Pickle-Free Model format
Saving models with Python's pickle or cloudpickle relies on Python's object serialization mechanism, which can execute arbitrary code during deserialization. MLflow supports safer pickle-free saving formats for several model flavors. Prefer these formats when possible.
Pickle-free saving formats will become the default in an upcoming MLflow release. Most users (scikit-learn, LightGBM, LangChain, custom Python) will see no breaking change. PyTorch users should review the requirements — input_example will be required and torch.jit.ScriptModule is not supported.
To avoid getting affected by the change, pin the MLflow version or specify serialization_format="pickle" in the model logging code.
Pickle-free format for Scikit-learn model
When saving a scikit-learn model, set the parameter serialization_format="skops" to use the skops format for safe deserialization of scikit-learn models. The skops format does not rely on Python's pickle and avoids arbitrary code execution when loading.
import mlflow
from sklearn.datasets import load_iris
from sklearn.tree import DecisionTreeClassifier
X, y = load_iris(return_X_y=True)
model = DecisionTreeClassifier().fit(X, y)
with mlflow.start_run():
mlflow.sklearn.log_model(
model,
name="model",
serialization_format="skops",
)
For some scikit-learn models that contain custom or third-party types, you need to set skops_trusted_types to a list of fully qualified type names so skops can load them. For example, a pipeline with a custom transformer must list that transformer's type as trusted:
from numpy.random import randint
from sklearn.base import BaseEstimator, TransformerMixin
import pandas as pd
from sklearn.pipeline import Pipeline
class CustomTransformer(BaseEstimator, TransformerMixin):
def fit(self, X, y=None):
return self
def transform(self, X, y=None):
# Perform arbitrary transformation
X["random_int"] = randint(0, 10, X.shape[0])
return X
df = pd.DataFrame({"a": [1, 2, 3], "b": [4, 5, 6], "c": [7, 8, 9]})
pipeline = Pipeline(steps=[("use_custom_transformer", CustomTransformer())])
# Custom classes must be marked as trusted for skops
with mlflow.start_run():
mlflow.sklearn.log_model(
pipeline,
name="model",
serialization_format="skops",
skops_trusted_types=["__main__.CustomTransformer"],
)
See mlflow.sklearn.log_model() and mlflow.sklearn.save_model() for full parameters.
Pickle-free format for PyTorch model
When saving a PyTorch model, saving with serialization_format="pt2" uses torch.export.save and stores the model as a traced graph instead of pickle serialization format.

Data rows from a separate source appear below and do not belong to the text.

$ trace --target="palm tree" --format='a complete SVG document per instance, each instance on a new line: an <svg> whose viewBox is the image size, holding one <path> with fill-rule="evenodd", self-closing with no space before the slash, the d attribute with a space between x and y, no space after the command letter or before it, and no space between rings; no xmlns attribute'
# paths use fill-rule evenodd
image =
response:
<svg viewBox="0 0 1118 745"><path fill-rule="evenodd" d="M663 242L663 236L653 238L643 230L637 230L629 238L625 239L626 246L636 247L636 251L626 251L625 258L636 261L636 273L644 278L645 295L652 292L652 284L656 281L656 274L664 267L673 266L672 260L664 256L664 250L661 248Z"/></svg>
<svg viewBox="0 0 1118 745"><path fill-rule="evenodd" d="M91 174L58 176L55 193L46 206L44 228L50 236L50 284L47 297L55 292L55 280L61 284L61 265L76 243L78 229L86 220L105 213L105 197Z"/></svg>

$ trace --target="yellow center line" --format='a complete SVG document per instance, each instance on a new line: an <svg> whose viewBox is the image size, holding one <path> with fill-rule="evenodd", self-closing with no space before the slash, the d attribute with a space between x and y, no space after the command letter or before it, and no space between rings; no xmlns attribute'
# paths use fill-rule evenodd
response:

torch>= 2.4- An input_example is required (and only
Tensortype inputs are supported for the exported model) - Not supported for
torch.jit.ScriptModulemodels - Model weights cannot be transferred between devices after loading. If the model is saved with weights on GPU device 0, it must also be loaded onto GPU device 0 — not CPU or a different GPU.
- To avoid these limitations, use the pickle-based serialization by setting
serialization_format="pickle".
import mlflow
import torch
from torch import nn
from sklearn.datasets import load_diabetes
# Load a real dataset and use a sample as the input example
X, _ = load_diabetes(return_X_y=True)
input_example = torch.tensor(X[:5], dtype=torch.float32).numpy()

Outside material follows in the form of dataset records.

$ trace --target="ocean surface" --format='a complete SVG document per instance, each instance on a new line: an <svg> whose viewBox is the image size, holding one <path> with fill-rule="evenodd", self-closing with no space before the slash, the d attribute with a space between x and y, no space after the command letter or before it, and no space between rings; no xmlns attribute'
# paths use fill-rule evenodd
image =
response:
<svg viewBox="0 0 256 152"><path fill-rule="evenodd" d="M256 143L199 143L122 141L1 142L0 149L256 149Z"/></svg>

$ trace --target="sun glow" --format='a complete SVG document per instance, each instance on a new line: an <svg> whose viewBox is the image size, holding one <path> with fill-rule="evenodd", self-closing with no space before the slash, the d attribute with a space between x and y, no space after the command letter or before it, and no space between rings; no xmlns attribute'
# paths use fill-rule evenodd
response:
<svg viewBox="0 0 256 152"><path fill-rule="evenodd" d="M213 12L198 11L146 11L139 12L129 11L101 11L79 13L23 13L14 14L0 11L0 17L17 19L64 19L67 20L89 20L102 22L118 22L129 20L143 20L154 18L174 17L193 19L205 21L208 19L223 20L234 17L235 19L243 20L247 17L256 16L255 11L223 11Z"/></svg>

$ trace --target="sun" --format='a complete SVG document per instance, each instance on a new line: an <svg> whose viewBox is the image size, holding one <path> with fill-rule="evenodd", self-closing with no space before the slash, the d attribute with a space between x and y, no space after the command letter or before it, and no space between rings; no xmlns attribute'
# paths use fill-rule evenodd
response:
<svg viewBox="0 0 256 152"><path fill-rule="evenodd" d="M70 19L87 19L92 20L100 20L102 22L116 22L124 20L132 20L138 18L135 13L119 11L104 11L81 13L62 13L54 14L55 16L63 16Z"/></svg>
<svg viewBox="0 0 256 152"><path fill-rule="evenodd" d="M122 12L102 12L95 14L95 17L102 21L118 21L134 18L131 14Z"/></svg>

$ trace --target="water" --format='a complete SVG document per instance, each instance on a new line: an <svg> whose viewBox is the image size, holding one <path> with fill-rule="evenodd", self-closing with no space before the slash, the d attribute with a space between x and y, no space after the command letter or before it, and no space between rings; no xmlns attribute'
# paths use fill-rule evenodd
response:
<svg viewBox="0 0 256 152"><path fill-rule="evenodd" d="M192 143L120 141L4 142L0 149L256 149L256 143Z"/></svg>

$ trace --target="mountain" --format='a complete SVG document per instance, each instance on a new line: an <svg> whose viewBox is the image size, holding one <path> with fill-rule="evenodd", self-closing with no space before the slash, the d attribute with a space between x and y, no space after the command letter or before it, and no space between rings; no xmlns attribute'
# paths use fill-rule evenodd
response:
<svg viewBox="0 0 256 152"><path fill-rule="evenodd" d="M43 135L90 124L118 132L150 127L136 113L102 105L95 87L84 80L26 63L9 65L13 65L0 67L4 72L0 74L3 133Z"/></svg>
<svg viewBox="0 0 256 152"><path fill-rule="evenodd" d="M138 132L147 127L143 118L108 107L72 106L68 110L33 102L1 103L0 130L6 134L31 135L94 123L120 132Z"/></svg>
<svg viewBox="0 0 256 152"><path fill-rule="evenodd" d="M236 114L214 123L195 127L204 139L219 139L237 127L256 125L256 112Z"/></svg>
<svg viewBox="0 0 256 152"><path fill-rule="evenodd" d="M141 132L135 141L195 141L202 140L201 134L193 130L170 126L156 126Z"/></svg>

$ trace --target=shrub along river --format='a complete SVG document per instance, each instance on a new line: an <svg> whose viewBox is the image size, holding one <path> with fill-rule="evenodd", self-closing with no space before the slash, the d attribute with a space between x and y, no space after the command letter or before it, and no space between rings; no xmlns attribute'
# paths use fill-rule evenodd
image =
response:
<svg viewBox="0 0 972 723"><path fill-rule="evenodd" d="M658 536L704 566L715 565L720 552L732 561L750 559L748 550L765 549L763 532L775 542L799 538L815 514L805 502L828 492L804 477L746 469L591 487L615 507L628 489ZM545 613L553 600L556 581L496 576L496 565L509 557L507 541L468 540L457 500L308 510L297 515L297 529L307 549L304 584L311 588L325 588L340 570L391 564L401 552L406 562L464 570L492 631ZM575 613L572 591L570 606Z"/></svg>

sequential_model = nn.Sequential(nn.Linear(10, 3), nn.ReLU(), nn.Linear(3, 1))
with mlflow.start_run():
mlflow.pytorch.log_model(
sequential_model,
name="model",
serialization_format="pt2",
input_example=input_example,
)
See mlflow.pytorch.log_model() and mlflow.pytorch.save_model() for details.
Pickle-free format for LightGBM model
For LightGBM models that are scikit-learn model types (e.g., LGBMClassifier, LGBMRegressor), you can use the skops format. This does not apply to lightgbm.Booster instances, which use a native format.
import mlflow
from lightgbm import LGBMClassifier
from sklearn.datasets import load_iris
X, y = load_iris(return_X_y=True)
model = LGBMClassifier(objective="multiclass", random_state=42).fit(X, y)
with mlflow.start_run():
mlflow.lightgbm.log_model(
model,
name="model",
serialization_format="skops",
skops_trusted_types=[
"collections.OrderedDict",
"lightgbm.basic.Booster",
"lightgbm.sklearn.LGBMClassifier",
],
)
See mlflow.lightgbm.log_model() and mlflow.lightgbm.save_model() for details.
Pickle-free format for LangChain model
LangChain model supports saving as Models From Code artifacts, which avoids pickle entirely. For details and examples, see Models From Code.
Pickle-free format for custom Python model
Custom Python model supports saving as Models From Code artifacts, which avoids pickle entirely. For details and examples, see Models From Code.
Global configuration to force MLflow pickle-free model loading
You can disallow MLflow model loading with pickle or cloudpickle globally by setting the environment variable as follows:
export MLFLOW_ALLOW_PICKLE_DESERIALIZATION=false
When set to false, loading a model that was saved with pickle or cloudpickle will raise an error unless you use a pickle-free saving option when logging the model. The default is true for backward compatibility.
Summary
| Flavor | Pickle-free option | Notes | Impact when becoming default |
|---|---|---|---|
| Scikit-learn | serialization_format="skops" | Use skops_trusted_types when needed. | No impact — transparent upgrade for most models. |
| PyTorch | serialization_format="pt2" | Requires input_example, torch >= 2.4; not for ScriptModule. | Breaking change — input_example will be required; torch.jit.ScriptModule is not supported. |
| DSPy | use_dspy_model_save=True | Requires dspy > 3.1.0. | Requires upgrading to dspy > 3.1.0. |
| LightGBM | serialization_format="skops" | Only for lightGBM models of sklearn type. | No impact — transparent upgrade for sklearn-type LightGBM models. |
| LangChain | Models From Code | Pickle saving emits warnings. | No impact. |
| Custom Python model | Models From Code | Pickle saving emits warnings. | No impact. |